Crontab job works only once

I created 60 crontab jobs to run python script every second and the python scripts it was just a test and it only contain the following:

import notify2
from datetime import datetime

notify2.init('')

n = notify2.Notification('test', datetime.now().strftime('%I:%M:%S'))
n.set_timeout(1000)
n.show()

and crontab job is:

* * * * * DISPLAY=':0' XAUTHORITY='/run/user/1000/gdm/Xauthority' python3 /path/to/my/script.py
* * * * * ( sleep 1 && DISPLAY=':0' XAUTHORITY='/run/user/1000/gdm/Xauthority' python3 /path/to/my/script.py )
* * * * * ( sleep 2 && DISPLAY=':0' XAUTHORITY='/run/user/1000/gdm/Xauthority' python3 /path/to/my/script.py )
.
.
.
.
.

the first time it waits 1 minute and the start running them, but not all of them will be executed and they never executed again.

I add a crontab job to test if it will work (* * * * * env > /home/hadi/Desktop/env.output) and worked fine. Here is the output file content:

POWERSHELL_TELEMETRY_OPTOUT=1
DOTNET_CLI_TELEMETRY_OPTOUT=1
HOME=/home/hadi
COMMAND_NOT_FOUND_INSTALL_PROMPT=1
LOGNAME=hadi
PATH=/usr/bin:/bin
LANG=en_US.UTF-8
SHELL=/bin/sh
JAVA_HOME=/usr/lib/jvm/jdk-15.0.2
PWD=/home/hadi

So I guess the problem is with the notification, how to fix this?

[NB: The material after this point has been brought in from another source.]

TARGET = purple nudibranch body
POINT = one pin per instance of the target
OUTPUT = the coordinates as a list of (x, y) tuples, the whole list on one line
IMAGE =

and one more thing, DISPLAY=':0' some times I should set it to 1 not 0 I do not know why


Solution 1:

With a postfix &, you may start your python script in the background. Even if an instance is blocked and hangs forever or finishes in a small fraction of a second, the next job will start a second later.

#!/bin/bash

while true 
do
  sleep 1
  python3 /path/to/my/script.py &
done 

Cron is not suitable for finer time granulation than minute. Systemd timers are usable for finer granulation, but if you don't want to restrict the time at all, the job should simply be started when appropriate in the startup procedere.

Since your code uses DISPLAY=:0, it might be started as a systemd unit, depending on graphical.target, to avoid calling it, before the graphical system is up.

The looping script might accumulate larger amounts of time discrepancies over time, and 3597 times per hour instead of 3600, but maybe "roughly once per second" is good enough. If not, you have to measure the time yourself and correct yourself.

Good introduction to systemd are available on YT, for instance.